Für uns „Nordestinos“, genauer gesagt, wir hier in Jacobina, im Landesinneren von Bahia, bedeutet dieser Wechsel Grund für Hoffnung und Zuversicht. Wir knüpfen wieder an die Projekte an, die wir schon vor der Pandemie begonnen haben und die auf Einkommensschaffung durch basisorientierten Tourismus und bäuerliche Landwirtschaft beruhen. So konnten wir mit lokalen Fördermitteln ein Touristenzentrum errichten, wo afrobrasilianische Kultur-Aufführungen stattfinden, wie Capoeira und Afrotanz, und das Platz für einen traditionellen Handwerksmarkt und ein Restaurant mit lokalen gastronomischen Köstlichkeiten bietet. Auch konnten wir ein modernes „Casa de Farinha“ in Betrieb nehmen, wo die traditionelle Kunst der Maniokmehl Produktion praktiziert und auch vorgeführt wird. Das Erleben dieser traditionellen Kulturen, eingebettet in die wunderschöne Berglandschaft, sind unsere Zutaten für eine nachhaltige Tourismus-Entwicklung, die den Familien zugutekommt und lokales Einkommen schafft.

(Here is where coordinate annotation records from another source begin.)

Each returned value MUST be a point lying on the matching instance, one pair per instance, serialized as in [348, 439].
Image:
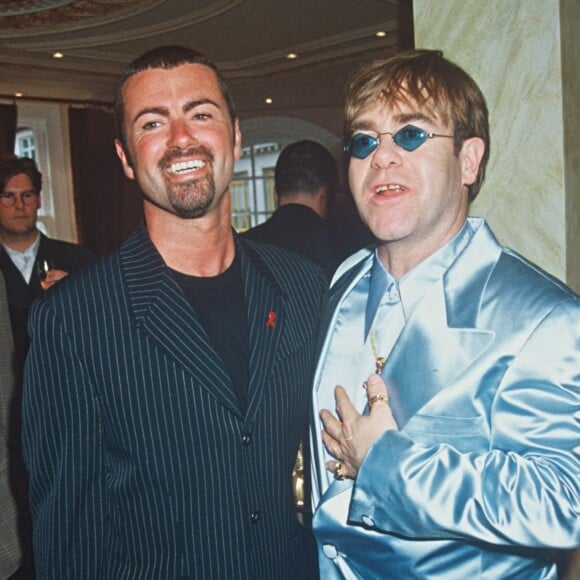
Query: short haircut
[305, 166]
[427, 79]
[165, 57]
[11, 165]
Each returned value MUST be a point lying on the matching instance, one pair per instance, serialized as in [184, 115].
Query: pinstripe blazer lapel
[162, 312]
[267, 323]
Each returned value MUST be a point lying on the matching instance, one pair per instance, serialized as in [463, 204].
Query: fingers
[378, 398]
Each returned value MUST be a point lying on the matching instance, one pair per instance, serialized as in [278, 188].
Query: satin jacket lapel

Ein weiteres, neues Thema unserer Arbeit findet im Zusammenhang mit erneuerbarer Energie statt, wobei wir (leider) die Schattenseiten dieses Business aufzeigen müssen, welches spätestens seit der COP-27 in Ägypten in aller Munde ist . Auf der einen Seite steht die Bewusstheit über den notwendigen Wechsel der weltweiten Energiematrix, auf der anderen Seite stehen Firmen (die oft europäische Banken und Fonds als Investoren haben), welche Megaprojekte mit tausenden Wind-Generatoren auf eine aggressive und teils skrupellose Weise in den Gebirgszügen vorantreiben, ohne die Rechte der hier ansässigen indigenen und traditionellen Bevolkerung zu beachten. Unter dem Deckmantel „saubere“ Energie werden „schmutzige“ Praktiken angewendet, zum Beispiel wenn es um die Landfrage geht und Bauern und Bäuerinnen, die oft nicht lesen und schreiben können, dazu gedrängt werden, Verträge zu unterzeichnen, ohne diese zu verstehen und welche für sie schwerwiegende, nachteilige Folgen mit sich bringen. In dieser Situation bieten wir, gemeinsam mit StudentInnen der öffentlichen lokalen Universität, juristische Beratung an, damit die ländlichen Gemeinschaften eine Chance haben zu verstehen, um was es eigentlich geht. Dabei sind wir uns bewusst, dass es sich um ein zutiefst sensibles Thema handelt, vor allem in Anbetracht der Energieversorgungs-Knappheit und dem bevorstehenden europäischen Winter. In Zukunft sind globale Interessenkonflikte sind abzusehen, vor allem im Kontext der neuen Technologie „Grüner Wasserstoff“, welche Energie zu einer internationalen Commodity macht, wie etwa Soja oder Mais, und wo die Länder des Südens billige, „saubere“ Energie den Wirtschaftszentren im Norden liefern sollen. Angesichts dieses sich abzeichnenden Szenariums lautet unser Motto: „Wenn schon ein Wechsel der Energiestrukturen hin zu sauberer Energie notwendig ist, lass uns dies doch einmal im Leben richtig machen, mit ökologisch-sozialer Gerechtigkeit!“.

Im Sinne der oben erwähnten Hoffnung und Zuversicht wünschen wir Euch einen frohen Jahreswechsel und bedanken uns recht herzlich für die Unterstützung aus Göfis.